Les chercheurs ont mené leur étude dans les baies Andvord et Paradise, dans la partie ouest de la péninsule Antarctique. Les points bleus indiquent les endroits où les balises de détection ont été déployées. Carte : Allen et al.

L’une des premières découvertes faites par les chercheurs est que les petits rorquals de l’Antarctique présentent une structure sociale à dynamique de fission-fusion. Ce type de structure est constitutive des espèces animales qui se rassemblent dans certaines circonstances (se nourrir ou dormir, par exemple) avant de se séparer, souvent en sous-groupes, amenant à une composition sociale qui évolue constamment. On la rencontre souvent chez les mammifères terrestres et marins et, grâce à cette étude, on peut désormais établir que les petits rorquals de l’Antarctique présentent ce genre de dynamique sociale au même titre que d’autres espèces de baleines à fanons. 

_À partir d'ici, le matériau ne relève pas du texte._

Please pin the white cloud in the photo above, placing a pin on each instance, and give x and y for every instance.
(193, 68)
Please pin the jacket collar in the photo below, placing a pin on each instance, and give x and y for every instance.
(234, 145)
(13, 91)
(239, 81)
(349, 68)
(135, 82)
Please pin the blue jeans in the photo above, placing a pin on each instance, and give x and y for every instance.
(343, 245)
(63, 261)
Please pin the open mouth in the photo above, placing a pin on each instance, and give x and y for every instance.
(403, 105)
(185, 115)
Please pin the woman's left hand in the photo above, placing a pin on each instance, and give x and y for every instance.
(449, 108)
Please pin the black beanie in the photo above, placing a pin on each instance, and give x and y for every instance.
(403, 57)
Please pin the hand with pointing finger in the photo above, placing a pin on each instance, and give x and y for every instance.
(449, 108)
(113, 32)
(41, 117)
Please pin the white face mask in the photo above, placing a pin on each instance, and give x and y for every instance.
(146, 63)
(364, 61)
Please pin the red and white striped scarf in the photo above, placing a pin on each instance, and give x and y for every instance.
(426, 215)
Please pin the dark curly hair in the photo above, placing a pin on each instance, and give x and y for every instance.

En effet, dans 60% des cas, les scientifiques ont observé que cette espèce de rorqual formait des associations à court terme, autant dans la recherche de nourriture que dans d’autres activités. 

Les chercheurs ont été également observé que les individus plus grands étaient plus enclins à socialiser que les sujets de plus petite taille (et souvent plus jeunes), réduisant ainsi leurs efforts dans la recherche de nourriture et en s’associant, dans au moins douze cas, en groupes de deux ou trois individus. Mais ce n’est pas tout. Les observations ont également démontré que les comportements de plongée étaient synchronisés, suggérant que ces animaux utilisent des stratégies de recherche de nourriture en groupe. Un comportement que l’on avait auparavant sous-estimé chez cette espèce. 

Pour arriver à ces conclusions, l’équipe de recherche a équipé 28 petits rorquals de l’Antarctique de balises de détection de mouvement et qui effectuaient également des enregistrements vidéo et audio. Ce procédé a permis de mesurer les plongées, la recherche de nourriture et les comportements sociaux des cétacés. L’étude s’est déroulée en 2018 et 2019 dans les baies Andvord et Paradise, dans la partie ouest de la péninsule Antarctique.  

« Ces résultats fournissent des informations de base essentielles sur la socialité et les comportements de recherche de nourriture en groupe des petits rorquals de l’Antarctique », mentionne le Dr Jenny A. Allen, chercheuse et principale auteure de l’étude dans un communiqué de presse publié le 27 mai dernier par la Griffith University en Australie. « Comprendre ces tendances est crucial, d’autant plus que le changement climatique continue d’avoir un impact sur l’écosystème de l’Antarctique. » Dans un environnement qui se réchauffe à grande vitesse, comprendre la relation entre les espèces antarctiques est en effet un sujet crucial.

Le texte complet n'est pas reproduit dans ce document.